Сны вообще бывают очень разные.
Ипполиту в «Идиоте» большое насекомое привиделось во сне. Оно под стулом сидело, и его собака боялась. А в доме у Рогожина князь, на картину Гольбейна глядя, тоже про большого тарантула рассуждал. Что, говорит, если весь смысл жизни и есть большой страшный тарантул, на который современная наука указывает и говорит: «Поклонитесь ему. Это ваш господин».
Ещё люди плачут во сне. Проснёшься в слезах, и подушка мокрая, а что видел — не помнишь. Хорошему человеку должно что-нибудь хорошее сниться: как мама молодая смеётся, как конь яблоки ест, как солнце на вымытом окне играет.
Почему у Тарковского в снах нет ничего стыдного и ужасающего? Уж не святой ли он?

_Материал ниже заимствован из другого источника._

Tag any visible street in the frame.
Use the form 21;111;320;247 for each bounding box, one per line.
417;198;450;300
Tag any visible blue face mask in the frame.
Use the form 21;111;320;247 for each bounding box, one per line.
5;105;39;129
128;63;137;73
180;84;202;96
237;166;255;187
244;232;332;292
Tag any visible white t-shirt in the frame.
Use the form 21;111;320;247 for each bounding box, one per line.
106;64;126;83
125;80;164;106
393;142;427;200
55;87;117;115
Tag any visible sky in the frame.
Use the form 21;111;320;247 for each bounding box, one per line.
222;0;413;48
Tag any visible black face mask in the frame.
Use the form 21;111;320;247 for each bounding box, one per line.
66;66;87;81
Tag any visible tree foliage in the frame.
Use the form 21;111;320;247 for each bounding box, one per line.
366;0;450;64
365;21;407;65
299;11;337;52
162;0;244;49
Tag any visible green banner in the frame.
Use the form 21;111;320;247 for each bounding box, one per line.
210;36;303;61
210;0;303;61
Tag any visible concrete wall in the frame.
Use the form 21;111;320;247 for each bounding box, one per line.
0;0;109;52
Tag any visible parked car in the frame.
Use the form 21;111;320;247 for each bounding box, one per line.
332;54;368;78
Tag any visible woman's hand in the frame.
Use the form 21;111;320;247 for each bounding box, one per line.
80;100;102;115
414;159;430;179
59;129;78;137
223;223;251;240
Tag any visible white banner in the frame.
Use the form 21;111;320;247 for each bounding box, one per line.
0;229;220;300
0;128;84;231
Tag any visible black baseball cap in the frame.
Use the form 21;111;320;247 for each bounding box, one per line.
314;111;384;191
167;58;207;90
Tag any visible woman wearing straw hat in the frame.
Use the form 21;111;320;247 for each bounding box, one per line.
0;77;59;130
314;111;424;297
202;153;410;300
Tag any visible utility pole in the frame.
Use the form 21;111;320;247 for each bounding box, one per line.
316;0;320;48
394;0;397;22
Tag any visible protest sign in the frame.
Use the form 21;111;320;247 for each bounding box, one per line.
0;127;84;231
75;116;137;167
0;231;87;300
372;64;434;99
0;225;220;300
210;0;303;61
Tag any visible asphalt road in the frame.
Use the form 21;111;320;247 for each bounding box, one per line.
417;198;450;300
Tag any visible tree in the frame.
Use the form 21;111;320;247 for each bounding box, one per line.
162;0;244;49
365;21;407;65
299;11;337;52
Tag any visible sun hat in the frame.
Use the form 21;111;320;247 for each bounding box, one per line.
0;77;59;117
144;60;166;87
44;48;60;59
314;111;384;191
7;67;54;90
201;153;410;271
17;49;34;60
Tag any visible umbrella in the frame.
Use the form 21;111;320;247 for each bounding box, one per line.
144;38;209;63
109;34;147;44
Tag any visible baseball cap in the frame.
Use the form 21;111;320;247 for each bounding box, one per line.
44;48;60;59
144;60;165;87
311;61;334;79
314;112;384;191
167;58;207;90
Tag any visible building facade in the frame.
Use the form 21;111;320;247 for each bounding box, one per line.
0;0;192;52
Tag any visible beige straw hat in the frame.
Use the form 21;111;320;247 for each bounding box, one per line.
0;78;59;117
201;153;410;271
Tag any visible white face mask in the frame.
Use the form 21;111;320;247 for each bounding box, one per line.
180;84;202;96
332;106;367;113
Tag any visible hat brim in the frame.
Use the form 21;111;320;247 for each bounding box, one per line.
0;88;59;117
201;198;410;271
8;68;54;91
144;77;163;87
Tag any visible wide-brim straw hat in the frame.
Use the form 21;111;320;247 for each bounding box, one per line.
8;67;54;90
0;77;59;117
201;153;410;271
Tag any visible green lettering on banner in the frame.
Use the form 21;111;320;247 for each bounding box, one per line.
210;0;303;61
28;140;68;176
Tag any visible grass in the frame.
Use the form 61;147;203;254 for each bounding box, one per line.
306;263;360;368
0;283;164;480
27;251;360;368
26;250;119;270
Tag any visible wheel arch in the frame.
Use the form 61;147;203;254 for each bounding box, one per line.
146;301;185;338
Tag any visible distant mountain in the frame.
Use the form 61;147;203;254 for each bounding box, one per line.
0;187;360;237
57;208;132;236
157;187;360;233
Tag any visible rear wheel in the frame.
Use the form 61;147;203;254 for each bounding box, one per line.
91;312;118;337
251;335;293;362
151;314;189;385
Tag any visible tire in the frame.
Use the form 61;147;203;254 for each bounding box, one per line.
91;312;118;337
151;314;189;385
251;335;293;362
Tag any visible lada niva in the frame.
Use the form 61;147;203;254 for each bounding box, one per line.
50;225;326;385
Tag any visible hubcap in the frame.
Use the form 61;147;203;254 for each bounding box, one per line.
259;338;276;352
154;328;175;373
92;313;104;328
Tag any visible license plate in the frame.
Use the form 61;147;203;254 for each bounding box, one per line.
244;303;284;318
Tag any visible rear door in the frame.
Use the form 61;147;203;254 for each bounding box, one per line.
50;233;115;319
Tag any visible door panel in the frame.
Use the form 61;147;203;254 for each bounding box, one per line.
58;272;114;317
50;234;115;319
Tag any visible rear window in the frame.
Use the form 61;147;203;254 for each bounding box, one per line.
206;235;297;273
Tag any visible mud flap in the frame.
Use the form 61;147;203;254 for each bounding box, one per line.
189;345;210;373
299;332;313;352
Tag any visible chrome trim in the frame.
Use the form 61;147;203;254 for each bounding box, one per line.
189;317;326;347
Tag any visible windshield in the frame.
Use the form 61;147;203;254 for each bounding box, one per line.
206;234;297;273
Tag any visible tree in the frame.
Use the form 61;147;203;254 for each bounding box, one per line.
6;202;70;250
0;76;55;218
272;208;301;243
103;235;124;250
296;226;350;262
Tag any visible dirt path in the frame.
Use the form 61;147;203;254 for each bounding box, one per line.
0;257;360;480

Да нет, не святой. Он, как и все, — грешный. Просто его кинематографические сны — это не проявление фрейдовского бессознательного; они умны и рукотворны. Они — плод того искусства, о котором Бергман сказал, что оно наиболее трудоёмкое и наиболее податливое. Там, в этих сценических снах, есть нестрашные обломки ненужной цивилизации, вода и музыка. В пространстве этих снов человек, летает ли, бежит ли, — ищет себя самого, того хорошего и неиспорченного, который просыпался в детстве и говорил взрослым: «А я летал во сне!» А взрослые улыбались ему и, ероша детскую шевелюру, говорили: «Это ты растёшь».